Correlation and Filtering¶
As you learned in Module A, filtering is a useful technique to help make sense of a large dataset. Filtering data helps identify the similarities and differences between groups and describe the relationships between variables. Recall that a filter is a way of selecting a subset of rows based on a set of column conditions. For example, if you have population data over the past ten years for each state, you could use a filter to analyze data only for Florida or only for the year 2017. Often, you can only see important differences or trends by filtering. This is even the case when finding the correlation coefficient that best reflects the data. This is best explained through an example.
Imagine that your friend is a personal trainer who has implemented a new strength training regime to use with her clients. An screenshot of this data is shown below:
Your friend wants to see if the new routine increases the number of push-ups her clients can perform. It’s a great routine and her clients are working hard, so she expects a positive r value showing that her clients can do more push-ups as they progress through the regime. Before you start looking at each of the variables separately, think about what types of variables you are working with by first answering some questions. If you want to review what the different variable types are, you can go back to the section on variables.
As you have learned in the past, you can use the CORREL function to calculate the r value. When calculating the r value, you can see that it is -0.41. However, looking at the scatter plot, it looks like each individual has improved. How is this the case when the overall trend is negative?

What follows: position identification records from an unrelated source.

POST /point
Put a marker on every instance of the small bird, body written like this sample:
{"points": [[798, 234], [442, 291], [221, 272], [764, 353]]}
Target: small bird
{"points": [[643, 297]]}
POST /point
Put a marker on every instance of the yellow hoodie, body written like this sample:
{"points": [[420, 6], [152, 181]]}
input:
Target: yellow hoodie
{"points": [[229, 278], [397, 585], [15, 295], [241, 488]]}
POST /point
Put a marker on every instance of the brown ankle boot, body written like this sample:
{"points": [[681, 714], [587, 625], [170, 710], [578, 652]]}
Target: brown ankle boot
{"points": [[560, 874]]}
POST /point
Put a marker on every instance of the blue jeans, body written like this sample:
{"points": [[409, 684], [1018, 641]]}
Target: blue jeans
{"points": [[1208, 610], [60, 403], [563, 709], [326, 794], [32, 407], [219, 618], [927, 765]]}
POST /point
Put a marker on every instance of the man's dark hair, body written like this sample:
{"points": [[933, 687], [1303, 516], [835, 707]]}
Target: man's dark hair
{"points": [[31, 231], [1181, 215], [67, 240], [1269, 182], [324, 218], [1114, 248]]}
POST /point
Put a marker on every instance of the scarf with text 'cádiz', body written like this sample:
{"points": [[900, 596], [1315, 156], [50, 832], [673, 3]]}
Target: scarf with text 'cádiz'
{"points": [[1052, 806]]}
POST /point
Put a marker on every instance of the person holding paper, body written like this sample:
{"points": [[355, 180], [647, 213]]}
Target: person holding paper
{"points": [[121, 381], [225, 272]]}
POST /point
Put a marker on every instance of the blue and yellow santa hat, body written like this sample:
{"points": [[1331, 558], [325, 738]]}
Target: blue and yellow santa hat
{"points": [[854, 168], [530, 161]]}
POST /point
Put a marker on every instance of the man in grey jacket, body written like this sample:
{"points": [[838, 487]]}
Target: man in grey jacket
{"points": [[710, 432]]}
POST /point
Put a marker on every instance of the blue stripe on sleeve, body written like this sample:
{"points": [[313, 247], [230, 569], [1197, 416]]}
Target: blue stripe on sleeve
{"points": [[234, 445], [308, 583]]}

This is an example of Simpson’s paradox, in which every subset of a population shows the opposite effect to the population itself. If the trainer could filter by participant, she could find the correlation for each participant. Notice that the trends become more apparent once the data is filtered by participant.
This graph shows that each participant has improved, and the correlation coefficient for each individual would be positive. Although r values can be useful, it is important that you closely examine data before making conclusions using just one value.